- German film poster
- German: Johannisfeuer
- Directed by: Arthur Maria Rabenalt
- Screenplay by: Alf Teichs Kurt Heuser
- Based on: Fires of St. John by Hermann Sudermann
- Produced by: Ernst Günter Techow
- Starring: Anna Dammann Ernst von Klipstein Gertrud Meyen
- Cinematography: Willy Winterstein
- Edited by: Alice Ludwig
- Music by: Herbert Windt
- Production company: Terra Film
- Distributed by: Terra Film
- Release date: 3 November 1939;
- Running time: 83 minutes
- Country: Germany
- Language: German

= Midsummer Night's Fire =

1939 film directed by Arthur Maria Rabenalt

Midsummer Night's Fire or St. John's Fire (Johannisfeuer) is a 1939 German drama film directed by Arthur Maria Rabenalt and starring Anna Dammann, Ernst von Klipstein, and Gertrud Meyen. The film is based on the play Fires of St. John by Hermann Sudermann. The title refers to Saint John's Eve.

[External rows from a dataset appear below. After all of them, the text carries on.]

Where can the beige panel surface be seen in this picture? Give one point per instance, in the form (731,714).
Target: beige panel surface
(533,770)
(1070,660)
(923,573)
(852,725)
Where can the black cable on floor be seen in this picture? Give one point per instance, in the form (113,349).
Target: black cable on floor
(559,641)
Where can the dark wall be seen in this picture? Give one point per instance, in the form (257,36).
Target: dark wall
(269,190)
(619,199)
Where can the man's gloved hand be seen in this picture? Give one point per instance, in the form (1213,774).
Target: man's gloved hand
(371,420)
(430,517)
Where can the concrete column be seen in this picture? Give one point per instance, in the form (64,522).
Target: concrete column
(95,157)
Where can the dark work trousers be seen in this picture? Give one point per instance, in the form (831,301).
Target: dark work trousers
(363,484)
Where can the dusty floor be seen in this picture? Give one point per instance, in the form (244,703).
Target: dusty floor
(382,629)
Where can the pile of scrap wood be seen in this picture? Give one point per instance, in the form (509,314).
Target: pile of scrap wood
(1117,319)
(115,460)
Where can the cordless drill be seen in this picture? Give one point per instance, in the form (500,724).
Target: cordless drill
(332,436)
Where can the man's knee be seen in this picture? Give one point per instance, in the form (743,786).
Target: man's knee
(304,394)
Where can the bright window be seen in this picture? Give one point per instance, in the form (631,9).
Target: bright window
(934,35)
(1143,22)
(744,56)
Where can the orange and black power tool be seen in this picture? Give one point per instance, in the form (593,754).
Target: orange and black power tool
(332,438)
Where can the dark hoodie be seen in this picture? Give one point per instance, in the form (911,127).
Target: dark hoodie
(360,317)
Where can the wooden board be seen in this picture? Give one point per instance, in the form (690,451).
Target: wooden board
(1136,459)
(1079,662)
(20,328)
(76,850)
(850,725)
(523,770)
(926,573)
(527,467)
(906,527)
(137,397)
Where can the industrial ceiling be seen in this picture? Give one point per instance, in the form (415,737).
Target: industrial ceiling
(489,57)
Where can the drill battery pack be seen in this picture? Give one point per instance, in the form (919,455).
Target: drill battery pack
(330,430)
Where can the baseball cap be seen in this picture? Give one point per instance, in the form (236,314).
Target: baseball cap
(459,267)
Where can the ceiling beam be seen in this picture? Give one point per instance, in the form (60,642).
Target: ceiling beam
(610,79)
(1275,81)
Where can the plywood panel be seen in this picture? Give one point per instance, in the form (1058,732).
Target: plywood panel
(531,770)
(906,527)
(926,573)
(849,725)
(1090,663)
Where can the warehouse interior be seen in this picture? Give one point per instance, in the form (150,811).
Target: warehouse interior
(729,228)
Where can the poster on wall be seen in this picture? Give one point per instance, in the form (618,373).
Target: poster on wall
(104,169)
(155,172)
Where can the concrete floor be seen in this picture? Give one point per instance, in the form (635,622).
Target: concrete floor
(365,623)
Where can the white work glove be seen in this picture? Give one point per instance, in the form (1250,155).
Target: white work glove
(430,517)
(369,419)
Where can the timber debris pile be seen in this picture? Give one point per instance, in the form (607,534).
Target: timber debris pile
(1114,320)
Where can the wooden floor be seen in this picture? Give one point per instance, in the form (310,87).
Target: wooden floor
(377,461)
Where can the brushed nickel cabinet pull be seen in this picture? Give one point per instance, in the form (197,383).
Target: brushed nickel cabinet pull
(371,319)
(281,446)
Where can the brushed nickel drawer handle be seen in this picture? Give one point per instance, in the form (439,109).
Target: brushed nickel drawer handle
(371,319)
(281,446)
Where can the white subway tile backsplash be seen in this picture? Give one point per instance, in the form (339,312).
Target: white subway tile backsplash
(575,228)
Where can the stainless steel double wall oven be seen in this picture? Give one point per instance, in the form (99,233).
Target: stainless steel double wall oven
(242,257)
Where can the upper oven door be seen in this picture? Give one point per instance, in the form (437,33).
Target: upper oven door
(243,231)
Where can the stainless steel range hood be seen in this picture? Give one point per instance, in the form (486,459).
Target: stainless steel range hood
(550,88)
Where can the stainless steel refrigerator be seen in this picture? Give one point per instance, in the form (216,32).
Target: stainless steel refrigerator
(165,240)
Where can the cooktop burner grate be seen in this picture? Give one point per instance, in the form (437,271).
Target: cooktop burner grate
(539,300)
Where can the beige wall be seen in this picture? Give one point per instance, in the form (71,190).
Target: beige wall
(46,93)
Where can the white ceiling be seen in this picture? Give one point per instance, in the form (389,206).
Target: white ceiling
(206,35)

The film's art direction was by Carl Böhm and Erich Czerwonski. Location shooting took place in Prenzlau and around Masuria in East Prussia. It was remade in 1954 as Love is Forever.

==Plot==
After many years in Africa, a man returns to his village in East Prussia to marry his intended bride. However, he finds himself drawn to another girl and contemplates running away with her.

== Production ==
Certain scenes judged too "paganistic" by censors of the time in Nazi Germany were cut from the film.